Chapter I, Problem 50E

1. (a) If u is a complex-valued function of a real variable, its indefinite integral ${\displaystyle \int u(x)}dx$ is an antiderivative of u. Evaluate

${\displaystyle \int e^{(1+i)x}dx}$

1. (b) By considering the real and imaginary parts of the integral in part (a), evaluate the real integrals

${\displaystyle \int e^x\cos xdx}\text{and}{\displaystyle \int e^x\sin xdx}$

1. (c) Compare with the method used in Example 7.1.4.

To determine

To evaluate: The integral ${\displaystyle \int e^{\left(1+i\right)x}}dx$.

Answer to Problem 50E

The value of the integral is $\frac{1-i}{2}{e}^{\left(1+i\right)x}+c$.

Explanation of Solution

Calculation:

From the exercise 49, it is known that if $F\left(x\right)=e^{\left(1+i\right)x}$, then $F^{\prime }\left(x\right)=\left(1+i\right)e^{\left(1+i\right)x}$.

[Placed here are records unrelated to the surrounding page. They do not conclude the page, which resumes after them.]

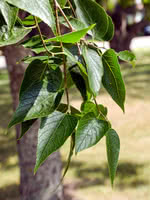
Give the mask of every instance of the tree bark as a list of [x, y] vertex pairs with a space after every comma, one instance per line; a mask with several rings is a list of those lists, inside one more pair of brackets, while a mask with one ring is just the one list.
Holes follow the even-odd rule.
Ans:
[[[28, 52], [21, 46], [8, 46], [2, 49], [7, 59], [10, 78], [10, 88], [13, 98], [13, 109], [18, 105], [18, 93], [23, 78], [25, 66], [16, 64]], [[26, 135], [17, 141], [20, 165], [20, 194], [21, 200], [63, 200], [62, 185], [52, 193], [61, 178], [62, 163], [59, 152], [53, 153], [34, 175], [33, 169], [36, 159], [37, 121]], [[16, 126], [16, 137], [20, 134], [20, 126]]]

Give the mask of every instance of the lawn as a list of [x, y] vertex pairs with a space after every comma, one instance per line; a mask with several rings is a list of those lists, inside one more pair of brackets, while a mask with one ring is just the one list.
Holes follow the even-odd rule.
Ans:
[[[150, 200], [150, 50], [135, 53], [138, 58], [135, 69], [122, 65], [127, 89], [125, 114], [104, 90], [98, 97], [98, 102], [108, 107], [109, 119], [121, 140], [115, 187], [112, 190], [110, 186], [103, 138], [97, 146], [73, 157], [64, 184], [77, 200]], [[8, 136], [4, 135], [12, 115], [8, 84], [7, 72], [0, 71], [0, 200], [18, 200], [19, 168], [14, 129]], [[73, 94], [71, 101], [79, 107], [78, 93]], [[69, 142], [61, 149], [64, 165], [68, 148]]]

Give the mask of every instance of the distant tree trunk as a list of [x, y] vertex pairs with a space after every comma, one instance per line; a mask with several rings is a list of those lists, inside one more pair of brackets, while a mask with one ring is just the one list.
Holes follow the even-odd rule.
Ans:
[[[18, 92], [23, 78], [25, 66], [16, 64], [27, 55], [23, 47], [8, 46], [2, 49], [7, 59], [10, 77], [10, 88], [13, 98], [13, 109], [18, 105]], [[60, 154], [53, 153], [40, 167], [34, 176], [33, 169], [36, 159], [37, 130], [39, 122], [36, 122], [26, 135], [17, 141], [19, 165], [21, 172], [20, 193], [21, 200], [63, 200], [62, 186], [53, 194], [52, 190], [57, 186], [61, 177], [62, 163]], [[20, 134], [20, 126], [16, 126], [17, 138]]]
[[139, 23], [129, 25], [127, 23], [127, 15], [134, 15], [136, 11], [135, 6], [123, 8], [118, 4], [114, 12], [110, 14], [115, 24], [115, 34], [114, 38], [110, 41], [110, 46], [117, 52], [130, 50], [131, 40], [142, 33], [144, 27], [149, 23], [143, 19]]

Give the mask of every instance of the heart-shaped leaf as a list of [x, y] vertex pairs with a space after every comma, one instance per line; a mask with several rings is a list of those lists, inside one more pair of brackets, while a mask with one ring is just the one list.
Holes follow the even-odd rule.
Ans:
[[77, 119], [74, 116], [58, 111], [42, 118], [38, 133], [35, 173], [46, 158], [64, 144], [76, 125]]
[[106, 133], [106, 147], [107, 147], [109, 175], [111, 179], [111, 184], [113, 186], [118, 165], [119, 152], [120, 152], [119, 136], [113, 129], [109, 129], [108, 132]]
[[88, 113], [80, 119], [76, 136], [76, 153], [94, 146], [105, 135], [108, 130], [108, 123], [97, 119], [93, 113]]

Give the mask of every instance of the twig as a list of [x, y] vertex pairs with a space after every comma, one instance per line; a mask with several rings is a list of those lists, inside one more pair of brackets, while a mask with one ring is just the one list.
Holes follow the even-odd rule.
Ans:
[[34, 20], [35, 20], [35, 24], [36, 24], [36, 27], [38, 29], [38, 32], [40, 34], [40, 38], [41, 38], [41, 41], [42, 41], [44, 49], [46, 50], [48, 56], [54, 56], [54, 54], [52, 52], [49, 52], [49, 50], [47, 49], [47, 46], [46, 46], [46, 44], [44, 42], [44, 39], [43, 39], [43, 36], [42, 36], [42, 33], [41, 33], [41, 29], [40, 29], [39, 24], [38, 24], [37, 17], [34, 17]]
[[98, 110], [99, 114], [102, 115], [106, 121], [108, 121], [107, 117], [101, 112], [101, 110], [100, 110], [100, 108], [99, 108], [99, 106], [98, 106], [98, 103], [97, 103], [97, 101], [96, 101], [96, 98], [93, 97], [93, 99], [94, 99], [94, 102], [95, 102], [95, 105], [96, 105], [96, 107], [97, 107], [97, 110]]
[[64, 17], [64, 19], [66, 20], [69, 28], [71, 29], [71, 31], [74, 31], [74, 28], [72, 27], [71, 23], [69, 22], [68, 18], [66, 17], [64, 11], [62, 10], [62, 8], [60, 7], [60, 5], [57, 3], [57, 1], [55, 1], [55, 7], [56, 9], [58, 8], [59, 11], [61, 12], [62, 16]]
[[[53, 1], [54, 1], [54, 9], [55, 9], [55, 17], [56, 17], [57, 35], [61, 35], [61, 30], [60, 30], [60, 25], [59, 25], [59, 18], [58, 18], [58, 11], [57, 11], [57, 8], [59, 9], [60, 6], [59, 6], [59, 4], [57, 3], [56, 0], [53, 0]], [[63, 48], [63, 43], [62, 42], [60, 42], [60, 46], [61, 46], [61, 49], [62, 49], [62, 53], [64, 53], [64, 48]], [[63, 56], [63, 68], [64, 68], [64, 88], [65, 88], [65, 93], [66, 93], [66, 98], [67, 98], [68, 110], [70, 111], [70, 101], [69, 101], [69, 93], [68, 93], [68, 87], [67, 87], [66, 58], [65, 58], [64, 54], [62, 56]]]
[[72, 10], [73, 16], [76, 18], [77, 15], [76, 15], [76, 13], [75, 13], [75, 10], [74, 10], [72, 4], [70, 3], [70, 0], [67, 0], [67, 2], [68, 2], [69, 6], [70, 6], [70, 8], [71, 8], [71, 10]]

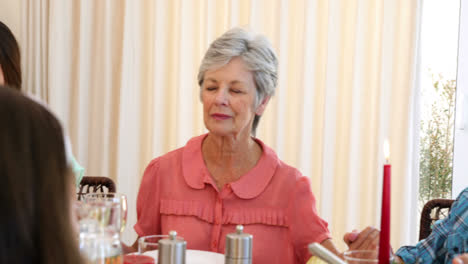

Therefore, the given integral becomes,

$\begin{array}{c}{\displaystyle \int e^{\left(1+i\right)x}}dx={\displaystyle \int \frac{F^{\prime }\left(x\right)}{1+i}}dx\\ =\frac{1}{1+i}{\displaystyle \int F^{\prime }\left(x\right)}dx\\ =\frac{1}{1+i}F\left(x\right)+c\\ =\frac{1}{1+i}{e}^{\left(1+i\right)x}+c\end{array}$

Simplify further as,

$\begin{array}{c}{\displaystyle \int e^{\left(1+i\right)x}}dx=\frac{1}{1+i}\left(\frac{1-i}{1-i}\right)e^{\left(1+i\right)x}+c\\ =\frac{1-i}{1^2-i^2}{e}^{\left(1+i\right)x}+c\\ =\frac{1-i}{1+1}{e}^{\left(1+i\right)x}+c\\ =\frac{1-i}{2}{e}^{\left(1+i\right)x}+c\end{array}$

Thus, the value of the integral is $\frac{1-i}{2}{e}^{\left(1+i\right)x}+c$.

To determine

To evaluate: The integral ${\displaystyle \int e^x\cos x}dx$ and ${\displaystyle \int e^x\sin x}dx$.

Answer to Problem 50E

The value of the integral is ${\displaystyle \int e^x\cos x}dx=\frac{e^x}{2}\left(\cos x+\sin x\right)$ and ${\displaystyle \int e^x\sin x}dx=\frac{e^x}{2}\left(\sin x-\cos x\right)$.

Explanation of Solution

Calculation:

Rewrite the given integral as,

$\begin{array}{c}{\displaystyle \int e^{\left(1+i\right)x}}dx={\displaystyle \int e^x\cdot e^{ix}}dx\\ ={\displaystyle \int e^x\cdot \left(\cos x+i\sin x\right)}dx\\ ={\displaystyle \int e^x\cos x}dx+i{\displaystyle \int e^x\sin x}dx\end{array}$

Thus, ${\displaystyle \int e^{\left(1+i\right)x}}dx={\displaystyle \int e^x\cos x}dx+i{\displaystyle \int e^x\sin x}dx$.                                                            (1)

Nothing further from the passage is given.